In my opinion, this is the first place the book goes wrong. The main detective on the case is Hank Madden, a man who has a hatred and phobia of doctors. When he was a child he was raped by his doctor while being treated for polio. This fact is well known, it was even written about in the local newspapers when he made detective. His superiors know about his obvious bias and yet they put him on a case where he cannot possibly be objective. This is the part in the story when I had to say, out loud, “Oh, please.”
It gets worse from there when Ted Cogan, the suspect, starts doing better police work than the actual police. In effort to clear his name, Cogan is investigating the case in secret. He discovers the possibility that there may be more to the story than what was written in Kristen’s diary. Something that the police should have been looking into from the beginning. Something they didn’t even consider, though, because they’re painfully incompetent as well as heavily biased.
Then, just when I thought I couldn’t get more annoyed with the way the story was going, there’s a twist at the end. A twist so mind-bogglingly unnecessary that it made me angry. I’m still angry about it right now, in fact.

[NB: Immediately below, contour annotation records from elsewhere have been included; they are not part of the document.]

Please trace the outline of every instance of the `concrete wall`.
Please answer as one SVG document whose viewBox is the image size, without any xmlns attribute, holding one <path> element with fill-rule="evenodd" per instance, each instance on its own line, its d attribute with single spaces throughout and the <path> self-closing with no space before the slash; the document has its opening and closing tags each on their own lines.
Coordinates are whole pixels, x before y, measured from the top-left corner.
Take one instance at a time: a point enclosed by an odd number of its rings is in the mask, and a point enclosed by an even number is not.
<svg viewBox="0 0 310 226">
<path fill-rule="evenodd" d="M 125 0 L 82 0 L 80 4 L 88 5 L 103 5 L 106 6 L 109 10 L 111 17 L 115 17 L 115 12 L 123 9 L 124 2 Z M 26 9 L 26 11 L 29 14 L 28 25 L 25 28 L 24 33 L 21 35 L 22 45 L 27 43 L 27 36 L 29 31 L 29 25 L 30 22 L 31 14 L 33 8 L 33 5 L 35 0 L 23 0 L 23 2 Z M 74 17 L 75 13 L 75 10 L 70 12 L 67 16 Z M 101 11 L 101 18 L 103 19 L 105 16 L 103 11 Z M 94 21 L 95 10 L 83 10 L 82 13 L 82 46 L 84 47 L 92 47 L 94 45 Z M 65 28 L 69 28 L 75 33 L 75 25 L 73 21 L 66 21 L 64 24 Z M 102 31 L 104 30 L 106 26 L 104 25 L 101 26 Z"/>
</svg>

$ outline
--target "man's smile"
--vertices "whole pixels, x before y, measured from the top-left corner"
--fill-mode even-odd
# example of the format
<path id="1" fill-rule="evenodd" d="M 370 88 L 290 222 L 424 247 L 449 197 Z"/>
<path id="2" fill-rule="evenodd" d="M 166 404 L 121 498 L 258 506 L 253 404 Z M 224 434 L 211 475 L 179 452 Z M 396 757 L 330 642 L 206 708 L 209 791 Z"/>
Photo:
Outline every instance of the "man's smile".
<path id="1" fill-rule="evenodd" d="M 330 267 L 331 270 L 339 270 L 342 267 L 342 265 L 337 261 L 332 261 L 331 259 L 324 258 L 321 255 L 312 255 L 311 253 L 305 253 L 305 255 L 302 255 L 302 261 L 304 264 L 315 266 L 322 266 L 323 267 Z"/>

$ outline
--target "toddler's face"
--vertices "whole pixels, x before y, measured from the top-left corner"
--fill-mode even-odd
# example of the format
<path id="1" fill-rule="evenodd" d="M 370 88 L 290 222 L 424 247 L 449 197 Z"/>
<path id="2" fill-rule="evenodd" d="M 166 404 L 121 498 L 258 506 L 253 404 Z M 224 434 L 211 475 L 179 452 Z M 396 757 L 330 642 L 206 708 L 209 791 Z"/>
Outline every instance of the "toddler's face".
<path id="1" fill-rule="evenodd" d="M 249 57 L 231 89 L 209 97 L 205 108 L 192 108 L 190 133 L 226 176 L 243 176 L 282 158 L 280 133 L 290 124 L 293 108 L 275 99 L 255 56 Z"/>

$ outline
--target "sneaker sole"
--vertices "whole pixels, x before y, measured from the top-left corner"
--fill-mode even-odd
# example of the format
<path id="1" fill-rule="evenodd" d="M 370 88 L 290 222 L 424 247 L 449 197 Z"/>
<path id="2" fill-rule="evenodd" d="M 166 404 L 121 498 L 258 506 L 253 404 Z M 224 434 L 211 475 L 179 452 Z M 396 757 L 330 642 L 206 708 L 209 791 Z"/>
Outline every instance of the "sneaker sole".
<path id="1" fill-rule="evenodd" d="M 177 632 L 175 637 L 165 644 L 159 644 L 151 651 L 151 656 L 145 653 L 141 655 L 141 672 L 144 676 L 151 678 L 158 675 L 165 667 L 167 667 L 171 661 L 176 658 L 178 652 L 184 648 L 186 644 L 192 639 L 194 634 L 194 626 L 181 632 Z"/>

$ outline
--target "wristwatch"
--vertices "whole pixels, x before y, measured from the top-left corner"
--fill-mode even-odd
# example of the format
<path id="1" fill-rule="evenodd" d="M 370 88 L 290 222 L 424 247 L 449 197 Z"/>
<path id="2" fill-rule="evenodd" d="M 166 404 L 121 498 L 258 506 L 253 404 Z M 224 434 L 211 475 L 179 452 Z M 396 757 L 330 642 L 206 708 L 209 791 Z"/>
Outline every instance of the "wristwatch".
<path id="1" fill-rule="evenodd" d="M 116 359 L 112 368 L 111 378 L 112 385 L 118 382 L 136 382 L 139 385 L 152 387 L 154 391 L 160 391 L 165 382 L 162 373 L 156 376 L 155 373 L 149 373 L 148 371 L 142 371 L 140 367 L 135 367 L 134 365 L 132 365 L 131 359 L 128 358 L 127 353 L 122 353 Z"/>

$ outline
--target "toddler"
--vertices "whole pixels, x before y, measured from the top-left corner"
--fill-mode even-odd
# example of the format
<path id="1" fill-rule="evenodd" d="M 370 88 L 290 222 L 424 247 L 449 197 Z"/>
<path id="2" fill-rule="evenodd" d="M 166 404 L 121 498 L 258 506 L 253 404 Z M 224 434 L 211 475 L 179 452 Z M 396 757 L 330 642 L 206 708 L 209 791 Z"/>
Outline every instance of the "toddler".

The author ties everything up all neat and then feels the need to throw another curve ball into the mix. As a rookie, I know a rookie mistake when I see one.
Ultimately, I can only recommend this book to a certain sort of person. If you are good at suspending your disbelief, it is very possible that you could enjoy this book. I have an inability to let myself enjoy something if I find a flaw with it. But that’s my problem, it doesn’t have to be yours.